The flow of travelers and settlers intensified with the end of the Black Hawk War in 1832. In 1833 the hotel housed the election of the first town trustees of the newly formed Town of Chicago. Beaubien kept the hotel until 1834 and during his ownership he regularly entertained guests with his violin. On August 18, 1835, two years after the Potawatomi natives signed the treaty agreeing to be moved to a reservation beyond the Mississippi River in northwestern Missouri, they selected 800 braves to perform their last war dance parade on a path that passed in front of the hotel.

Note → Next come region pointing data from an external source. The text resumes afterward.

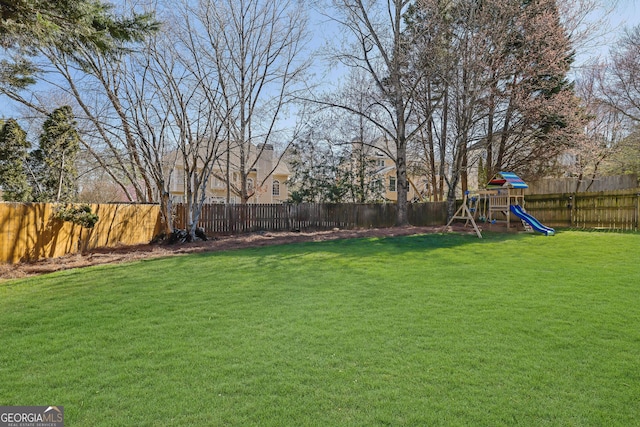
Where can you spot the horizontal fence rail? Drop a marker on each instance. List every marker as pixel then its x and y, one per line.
pixel 616 210
pixel 236 219
pixel 31 231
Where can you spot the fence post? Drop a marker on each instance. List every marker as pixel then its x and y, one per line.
pixel 637 211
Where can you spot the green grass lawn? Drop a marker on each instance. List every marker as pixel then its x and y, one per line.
pixel 421 331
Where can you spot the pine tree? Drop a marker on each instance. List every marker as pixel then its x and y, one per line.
pixel 59 146
pixel 13 154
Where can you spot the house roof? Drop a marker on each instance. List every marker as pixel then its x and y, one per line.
pixel 508 180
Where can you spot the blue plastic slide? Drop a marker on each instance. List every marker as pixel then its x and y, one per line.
pixel 534 223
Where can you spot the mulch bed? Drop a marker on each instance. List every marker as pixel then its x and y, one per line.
pixel 131 253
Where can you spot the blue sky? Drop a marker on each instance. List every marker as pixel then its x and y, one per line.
pixel 627 13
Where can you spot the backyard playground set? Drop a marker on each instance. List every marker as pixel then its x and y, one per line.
pixel 504 195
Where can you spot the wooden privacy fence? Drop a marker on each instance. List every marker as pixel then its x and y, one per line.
pixel 617 210
pixel 572 185
pixel 30 231
pixel 236 219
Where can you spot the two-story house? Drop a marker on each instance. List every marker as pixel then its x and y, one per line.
pixel 266 178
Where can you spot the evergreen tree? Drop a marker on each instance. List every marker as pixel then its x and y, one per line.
pixel 13 153
pixel 70 26
pixel 59 146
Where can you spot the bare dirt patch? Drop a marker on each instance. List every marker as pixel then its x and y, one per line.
pixel 253 240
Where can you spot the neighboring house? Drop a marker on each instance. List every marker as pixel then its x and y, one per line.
pixel 380 164
pixel 266 182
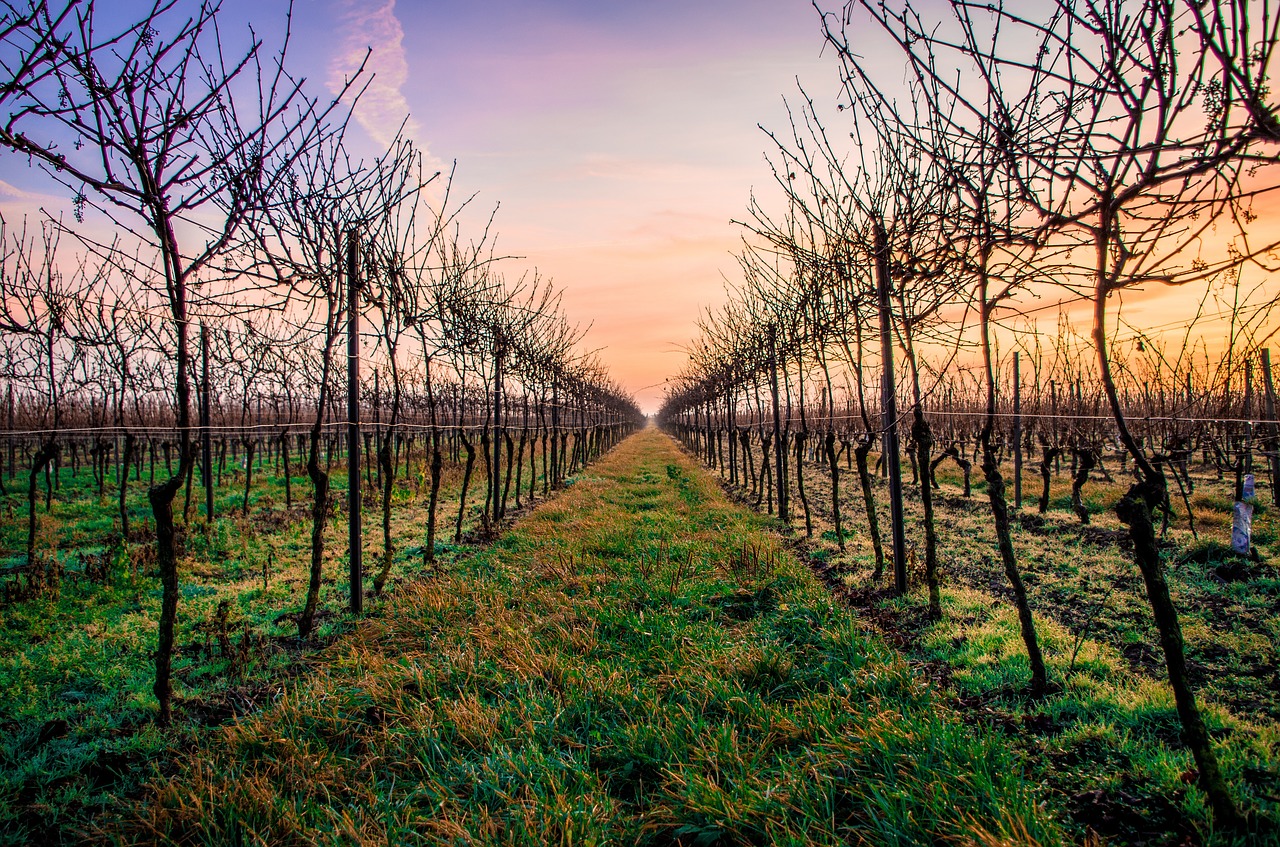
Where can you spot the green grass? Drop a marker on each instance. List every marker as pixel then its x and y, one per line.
pixel 636 662
pixel 76 663
pixel 1106 745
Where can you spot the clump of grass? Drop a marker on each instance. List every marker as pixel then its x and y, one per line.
pixel 535 695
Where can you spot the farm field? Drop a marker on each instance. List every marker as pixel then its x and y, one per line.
pixel 1107 738
pixel 350 491
pixel 77 651
pixel 641 660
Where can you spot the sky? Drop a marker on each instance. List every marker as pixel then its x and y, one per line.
pixel 617 140
pixel 620 140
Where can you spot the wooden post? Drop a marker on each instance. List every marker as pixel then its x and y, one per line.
pixel 1272 442
pixel 888 412
pixel 206 438
pixel 10 430
pixel 778 448
pixel 353 495
pixel 1018 433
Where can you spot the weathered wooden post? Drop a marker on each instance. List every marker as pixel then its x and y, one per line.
pixel 1018 433
pixel 1272 440
pixel 888 412
pixel 206 436
pixel 353 495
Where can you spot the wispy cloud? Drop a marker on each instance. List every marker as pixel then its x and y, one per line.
pixel 371 24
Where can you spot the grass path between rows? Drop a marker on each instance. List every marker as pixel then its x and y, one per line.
pixel 636 662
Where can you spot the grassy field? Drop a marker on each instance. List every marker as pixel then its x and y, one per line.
pixel 76 663
pixel 635 662
pixel 1107 744
pixel 638 660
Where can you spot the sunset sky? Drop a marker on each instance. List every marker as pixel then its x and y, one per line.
pixel 618 138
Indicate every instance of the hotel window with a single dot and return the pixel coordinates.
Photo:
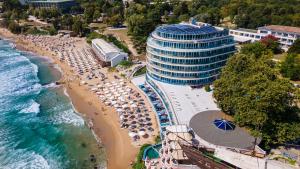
(264, 32)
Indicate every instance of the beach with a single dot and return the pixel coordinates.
(120, 151)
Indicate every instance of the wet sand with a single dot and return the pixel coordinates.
(120, 151)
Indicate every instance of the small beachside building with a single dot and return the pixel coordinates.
(107, 53)
(63, 5)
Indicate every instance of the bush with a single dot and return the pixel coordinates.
(157, 139)
(290, 67)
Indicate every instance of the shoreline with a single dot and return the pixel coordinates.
(120, 152)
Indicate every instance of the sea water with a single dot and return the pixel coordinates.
(39, 127)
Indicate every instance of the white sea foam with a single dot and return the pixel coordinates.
(25, 160)
(50, 85)
(33, 108)
(35, 68)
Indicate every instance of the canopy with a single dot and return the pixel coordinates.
(224, 124)
(132, 134)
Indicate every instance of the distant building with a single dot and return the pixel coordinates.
(108, 54)
(286, 34)
(63, 5)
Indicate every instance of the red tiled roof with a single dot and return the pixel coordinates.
(283, 28)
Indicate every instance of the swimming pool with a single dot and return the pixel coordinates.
(152, 152)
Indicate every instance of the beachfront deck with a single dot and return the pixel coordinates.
(183, 101)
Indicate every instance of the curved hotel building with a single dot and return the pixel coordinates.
(188, 54)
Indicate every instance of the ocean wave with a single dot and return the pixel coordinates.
(51, 85)
(35, 68)
(33, 108)
(26, 160)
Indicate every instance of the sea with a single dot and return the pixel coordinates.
(39, 127)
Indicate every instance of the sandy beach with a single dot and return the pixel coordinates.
(119, 148)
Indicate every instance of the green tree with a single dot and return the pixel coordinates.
(14, 27)
(290, 67)
(251, 91)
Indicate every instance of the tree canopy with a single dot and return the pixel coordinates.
(290, 67)
(251, 90)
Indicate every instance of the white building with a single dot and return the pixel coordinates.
(108, 54)
(285, 34)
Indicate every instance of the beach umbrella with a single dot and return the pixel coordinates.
(132, 134)
(132, 126)
(141, 133)
(133, 106)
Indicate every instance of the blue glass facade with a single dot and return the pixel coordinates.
(186, 54)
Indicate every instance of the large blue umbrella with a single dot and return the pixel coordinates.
(224, 124)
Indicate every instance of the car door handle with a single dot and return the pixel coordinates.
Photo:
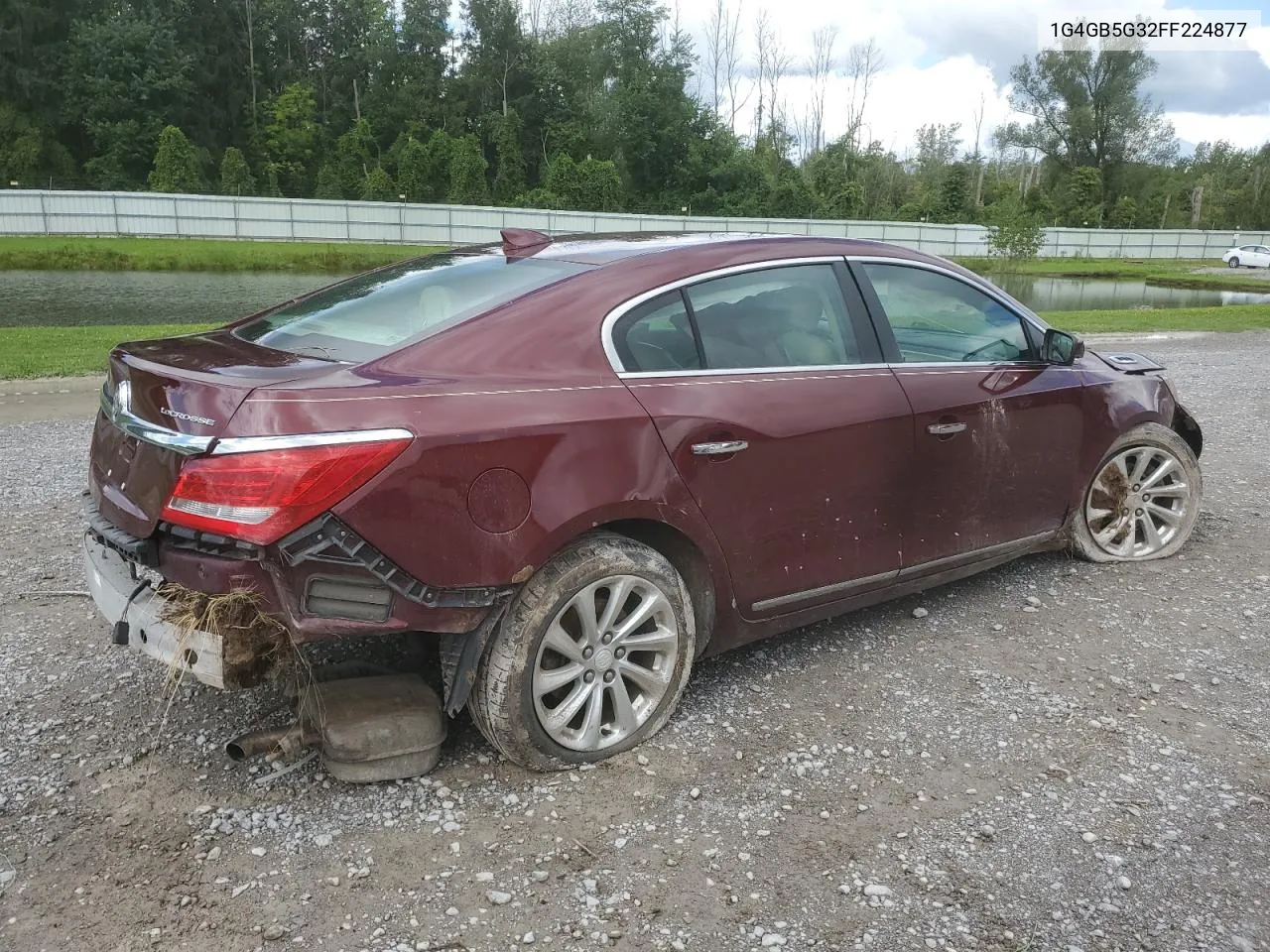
(722, 447)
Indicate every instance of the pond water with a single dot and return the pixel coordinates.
(1089, 295)
(64, 298)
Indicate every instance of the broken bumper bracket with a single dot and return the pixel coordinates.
(327, 536)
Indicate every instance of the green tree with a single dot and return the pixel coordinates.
(467, 184)
(236, 178)
(354, 158)
(412, 169)
(327, 184)
(1014, 232)
(291, 137)
(953, 195)
(435, 166)
(126, 77)
(176, 164)
(1080, 204)
(377, 186)
(1124, 213)
(28, 153)
(1088, 111)
(509, 175)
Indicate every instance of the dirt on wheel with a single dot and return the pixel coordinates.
(1052, 756)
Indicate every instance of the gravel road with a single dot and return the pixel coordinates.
(1056, 756)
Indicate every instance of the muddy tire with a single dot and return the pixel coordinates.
(590, 658)
(1142, 500)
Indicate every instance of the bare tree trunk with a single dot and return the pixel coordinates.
(250, 56)
(778, 64)
(731, 66)
(821, 64)
(864, 62)
(762, 44)
(715, 31)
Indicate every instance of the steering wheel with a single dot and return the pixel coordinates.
(976, 352)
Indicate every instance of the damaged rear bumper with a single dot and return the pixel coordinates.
(122, 597)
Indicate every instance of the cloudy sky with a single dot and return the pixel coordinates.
(943, 56)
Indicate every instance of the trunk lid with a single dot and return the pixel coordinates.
(167, 399)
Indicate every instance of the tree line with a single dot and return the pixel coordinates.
(585, 104)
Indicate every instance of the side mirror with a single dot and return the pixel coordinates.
(1061, 348)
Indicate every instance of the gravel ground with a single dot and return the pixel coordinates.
(1056, 756)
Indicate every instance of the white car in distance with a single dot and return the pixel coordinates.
(1247, 257)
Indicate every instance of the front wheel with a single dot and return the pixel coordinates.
(590, 658)
(1143, 499)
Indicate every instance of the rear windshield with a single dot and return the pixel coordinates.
(367, 316)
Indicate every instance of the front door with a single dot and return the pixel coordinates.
(997, 433)
(797, 453)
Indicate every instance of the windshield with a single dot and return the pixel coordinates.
(367, 316)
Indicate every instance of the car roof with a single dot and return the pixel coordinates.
(602, 249)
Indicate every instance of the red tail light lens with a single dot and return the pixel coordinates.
(259, 497)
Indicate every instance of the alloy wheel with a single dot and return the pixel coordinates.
(1138, 503)
(604, 662)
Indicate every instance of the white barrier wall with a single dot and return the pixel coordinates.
(37, 212)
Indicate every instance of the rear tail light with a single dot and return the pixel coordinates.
(261, 495)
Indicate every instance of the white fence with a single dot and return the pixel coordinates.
(37, 212)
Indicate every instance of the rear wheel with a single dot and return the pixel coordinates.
(590, 658)
(1143, 499)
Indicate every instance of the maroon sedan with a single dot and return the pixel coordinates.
(583, 462)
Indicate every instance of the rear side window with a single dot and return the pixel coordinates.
(790, 316)
(370, 315)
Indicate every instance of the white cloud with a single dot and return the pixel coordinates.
(940, 59)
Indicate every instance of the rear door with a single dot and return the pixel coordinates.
(997, 433)
(769, 394)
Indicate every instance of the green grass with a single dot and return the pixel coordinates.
(68, 352)
(1213, 318)
(195, 255)
(1160, 272)
(71, 352)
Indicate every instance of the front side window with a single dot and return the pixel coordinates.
(657, 336)
(370, 315)
(937, 317)
(790, 316)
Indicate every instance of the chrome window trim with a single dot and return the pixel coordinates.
(980, 285)
(295, 440)
(749, 371)
(606, 327)
(119, 413)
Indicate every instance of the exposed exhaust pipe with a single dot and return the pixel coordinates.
(285, 739)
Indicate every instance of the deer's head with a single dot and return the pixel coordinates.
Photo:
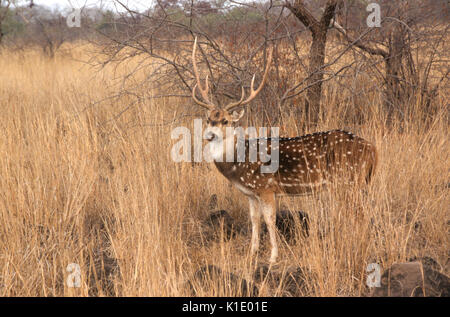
(217, 118)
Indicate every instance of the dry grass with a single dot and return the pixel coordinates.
(107, 196)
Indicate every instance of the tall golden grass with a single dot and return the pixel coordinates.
(80, 184)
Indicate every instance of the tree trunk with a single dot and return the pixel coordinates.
(319, 29)
(315, 75)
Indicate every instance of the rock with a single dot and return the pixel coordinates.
(426, 262)
(412, 280)
(210, 275)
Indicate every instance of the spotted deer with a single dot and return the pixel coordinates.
(306, 163)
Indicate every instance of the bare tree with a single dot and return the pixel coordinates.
(4, 11)
(319, 29)
(409, 28)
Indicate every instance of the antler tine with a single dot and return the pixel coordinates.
(253, 92)
(203, 91)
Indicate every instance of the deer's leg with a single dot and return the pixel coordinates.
(255, 217)
(268, 209)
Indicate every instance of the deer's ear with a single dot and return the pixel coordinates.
(236, 116)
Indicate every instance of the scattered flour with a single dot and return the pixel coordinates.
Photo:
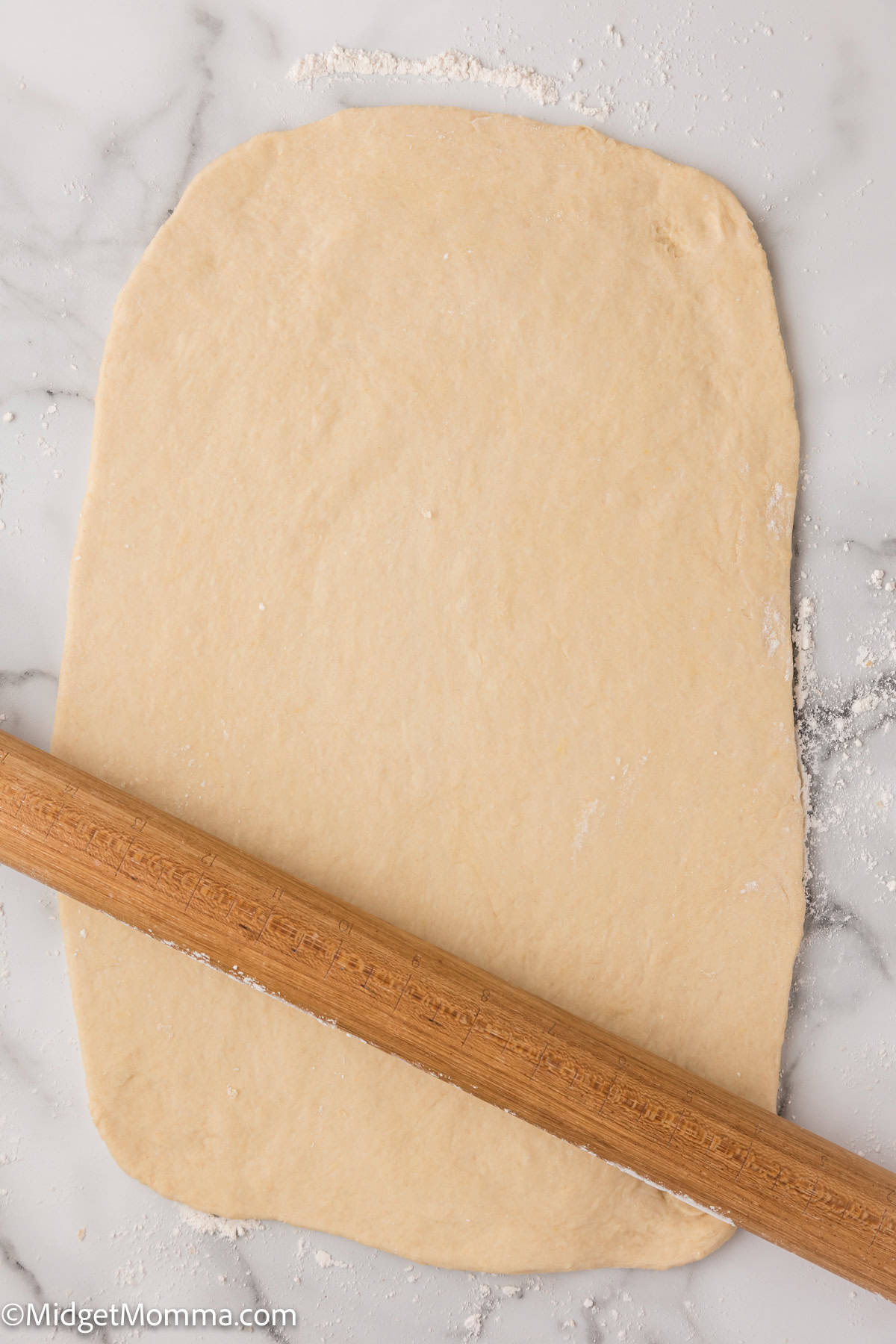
(327, 1261)
(445, 67)
(227, 1229)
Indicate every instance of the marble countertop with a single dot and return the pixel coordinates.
(109, 108)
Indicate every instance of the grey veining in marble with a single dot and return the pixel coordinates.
(109, 108)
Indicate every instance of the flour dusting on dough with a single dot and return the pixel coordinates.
(582, 828)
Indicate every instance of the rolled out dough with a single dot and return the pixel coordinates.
(437, 549)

In 1835, a Mr. Davis assumed control of the hotel, which subsequently had a series of proprietors. The building briefly served as Chicago's first theater, and hosted the first Chicago Theatre Company in November 1837 in an abandoned dining room. By 1839, it returned to service as a hotel, but was destroyed by fire in 1851, and subsequently torn down. The Wigwam was built in its place nine years later.

==Honoree==
Billy Caldwell "Sauganash", who served as a captain in the British Indian Department, was the honoree of the hotel. Born in 1782, Billy's father was Colonel Caldwell, an Irish officer in the British Army stationed at Niagara; his mother was a Mohawk, daughter of a chief named Rising Sun. He was brought to Detroit as a youth and raised by his father and step-mother. Caldwell was called naturally smart and by consequence of his education became fluent in French, English, and Mohawk. He later forgot Mohawk through disuse and it was replaced with Potawatomi. As a captain in the British Indian Department, Billy fought alongside Tecumseh until he died at the Battle of the Thames.

==Theater==
In 1834 (three years before Chicago was incorporated as a city), the hotel hosted the first professional public performance in Chicago for $.50 for adults and $.25 for children. The show promised a wide variety of talents including ventriloquism. In the following two years, several traveling showmen performed at the hotel. In 1837, the Chicago Theater, which was the first local theater company, set up shop in the hotel's abandoned dining room. Co-managers Harry Isherwood and Alexander McKinzie procured an amusement license for the company from the city council, and it began performing a different billed show every night starting in late October or early November for approximately six weeks. The plays included titles The Idiot Witness, The Stranger, and The Carpenter of Rouen. Production of The Stranger took place in the dining room of the hotel. Following a six-week engagement, the company went on tour until the following spring, when it returned to a different local venue.